Okay, I still don’t like them. But I dislike them less after yesterday’s announcement that they’re dropping that sneaky rider that most of us didn’t know was contained within our credit cards that, instead of being allowed to sue them when we’re dissatisfied, we had to go to arbitration.

Truthfully, I didn’t know that either until many years ago when I had a dispute with one of the institutions that Bank of America eventually took over when, without any real notice, they threw a big increase of APR on my credit card, reduced my high balance amount, and said, in essence, I’d best not go over that amount or I’d face a big penalty. I paid that card off in 3 months and canceled it, with the guy on the phone trying to give me a new interest rate that was lower than what I’d had before. Nope, didn’t trust them. Anyway, when I was initially irritated I wondered how I could complain, and read about the arbitration deal at that time. How many of us actually read all those things?

Anyway, Bank of America is ending the practice, saying that they want to be more proactive in working with their customers towards their satisfaction. The cynic in me is wondering how much any of this has to do with the new government regulations that will be coming at the beginning of the year. Probably not much, since not all banks are saying they’re going this route.
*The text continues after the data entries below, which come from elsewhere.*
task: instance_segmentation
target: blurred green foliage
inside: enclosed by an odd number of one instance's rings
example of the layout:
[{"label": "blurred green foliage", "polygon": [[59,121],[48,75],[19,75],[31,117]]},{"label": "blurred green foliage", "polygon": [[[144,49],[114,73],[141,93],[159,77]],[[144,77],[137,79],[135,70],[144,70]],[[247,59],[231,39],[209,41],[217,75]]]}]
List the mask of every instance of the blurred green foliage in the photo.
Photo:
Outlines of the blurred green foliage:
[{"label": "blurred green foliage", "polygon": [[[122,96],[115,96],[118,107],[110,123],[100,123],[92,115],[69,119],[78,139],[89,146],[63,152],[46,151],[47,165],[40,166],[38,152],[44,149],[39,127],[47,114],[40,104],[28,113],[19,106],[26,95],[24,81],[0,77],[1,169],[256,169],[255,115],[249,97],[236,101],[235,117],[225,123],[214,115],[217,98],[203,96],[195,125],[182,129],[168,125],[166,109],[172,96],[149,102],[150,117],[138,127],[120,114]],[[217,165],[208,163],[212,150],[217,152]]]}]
However, there was another reason they might have decided to go this route, which might have involved the federal government at some point, as it’s already involved state governments. Two arbitration groups, the American Arbitration Association and the National Arbitration Forum, both stopped handling consumer arbitration cases, the second group as part of a settlement with Minnesota. It seems that banks won 94% of arbitration cases, which made both groups look like they were in bed with the banks; who’d have thunk it?

Thus far, two creditors are looking into whether they want to go the same direction as Bank of America. Both American Express and JP Morgan Chase are thinking about it. No other banks or creditors have stepped up to the plate as of yet.

Yes, I think this is a good move, and it goes a long way towards moving Bank of America off my list. By the way, two quick things to mention.

One, I got my first credit card solicitation in about 10 months yesterday, saying I had a pre-approved credit limit of $100,000. Will the flood start anew?

Two, American Express sent me notice about my Blue Card, saying they’re increasing my APR, but it’s a relatively low increase, and they’re eliminating overage fees, and also eliminating yearly participation fees, so I’m not going to bust on them as much as I did when they threw on a high balance amount on my business card, which I’m still bothered by.